Client-side evaluators

Client-side evaluators run locally within your application’s environment, executing synchronously as part of your experiment workflow. They are ideal for quick evaluations like checking a simple regex pattern or performing basic format validations.

Pros

  • Synchronous Execution: Run immediately after each experiment iteration, providing instant feedback in real-time.
  • Offline Experiments: Suitable for offline experiments, such as unit tests or CI pipelines, where latency is not a concern.
  • Guardrails: Perfect for online guardrails like format assertions and PII detections, where results are needed at execution time.

Cons

  • Resource Utilization: Depend on local infrastructure, which can be a limitation for resource-intensive evaluations.
  • Management Challenges: Not automatically managed, making versioning and collaboration within a team more difficult.

Server-side evaluators

Server-side evaluators run remotely on HoneyHive’s infrastructure, operating asynchronously and independently from your main application.
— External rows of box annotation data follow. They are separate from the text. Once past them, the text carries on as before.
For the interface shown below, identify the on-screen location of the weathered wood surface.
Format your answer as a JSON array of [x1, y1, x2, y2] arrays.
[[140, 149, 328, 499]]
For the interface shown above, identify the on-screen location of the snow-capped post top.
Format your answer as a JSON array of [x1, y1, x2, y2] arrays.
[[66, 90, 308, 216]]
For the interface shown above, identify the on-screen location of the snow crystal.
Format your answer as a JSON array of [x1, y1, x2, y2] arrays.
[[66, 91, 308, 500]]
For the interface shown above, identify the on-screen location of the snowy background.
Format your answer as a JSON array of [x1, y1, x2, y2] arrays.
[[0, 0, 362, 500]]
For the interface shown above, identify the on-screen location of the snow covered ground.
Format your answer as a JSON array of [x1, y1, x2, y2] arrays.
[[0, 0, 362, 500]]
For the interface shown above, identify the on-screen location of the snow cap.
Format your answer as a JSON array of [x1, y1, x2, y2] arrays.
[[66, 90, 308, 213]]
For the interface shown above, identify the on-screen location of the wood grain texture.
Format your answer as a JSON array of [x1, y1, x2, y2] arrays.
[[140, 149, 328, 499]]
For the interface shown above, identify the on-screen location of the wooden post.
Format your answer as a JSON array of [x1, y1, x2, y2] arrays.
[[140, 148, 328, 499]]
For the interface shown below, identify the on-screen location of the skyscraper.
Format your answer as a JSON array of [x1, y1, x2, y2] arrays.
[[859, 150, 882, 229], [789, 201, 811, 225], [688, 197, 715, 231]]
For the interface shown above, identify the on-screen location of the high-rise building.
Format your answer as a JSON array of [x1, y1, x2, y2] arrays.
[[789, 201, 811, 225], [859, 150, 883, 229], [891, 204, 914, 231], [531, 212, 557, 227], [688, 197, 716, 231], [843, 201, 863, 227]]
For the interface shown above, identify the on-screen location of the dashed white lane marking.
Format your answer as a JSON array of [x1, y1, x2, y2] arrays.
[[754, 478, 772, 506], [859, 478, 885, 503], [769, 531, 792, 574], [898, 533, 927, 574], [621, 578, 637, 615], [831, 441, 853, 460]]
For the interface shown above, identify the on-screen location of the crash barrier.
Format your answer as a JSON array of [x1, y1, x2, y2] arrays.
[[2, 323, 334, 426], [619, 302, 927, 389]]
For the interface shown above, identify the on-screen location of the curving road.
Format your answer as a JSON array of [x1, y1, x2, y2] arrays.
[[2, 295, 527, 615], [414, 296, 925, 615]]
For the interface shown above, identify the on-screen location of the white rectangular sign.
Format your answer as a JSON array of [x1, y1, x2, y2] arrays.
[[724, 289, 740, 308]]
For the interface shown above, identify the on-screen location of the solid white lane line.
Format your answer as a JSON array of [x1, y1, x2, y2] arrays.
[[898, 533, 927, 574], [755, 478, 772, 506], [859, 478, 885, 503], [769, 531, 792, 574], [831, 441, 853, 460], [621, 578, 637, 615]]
They are ideal for resource-intensive and complex tasks, like LLM-assisted coherence or fact-checking tasks.

Pros

  • Asynchronous Execution: Operate independently of the main application flow, enabling non-blocking operations.
  • Centralized Management: Provide a consistent, centralized approach to deployment, management, and versioning across environments.
  • Online Suitability: Well-suited for online evaluations, such as real-time performance monitoring and quality metrics.
  • Scalability: Can handle larger datasets and more complex computations without impacting application performance.
  • Human Evaluations: Support asynchronous human evaluations, which require centralized coordination.
  • Post-Ingestion Analysis: Run after the application has completed and logs are ingested, enabling evaluations that incorporate later user feedback or additional data.

Cons

  • Latency: Asynchronous nature means results are not available immediately, which may not be suitable for workflows requiring instant feedback.
  • Less Flexible for Rapid Prototyping: Require more setup and coordination, making them less suitable for quick iterations or early-stage experiments compared to client-side evaluators.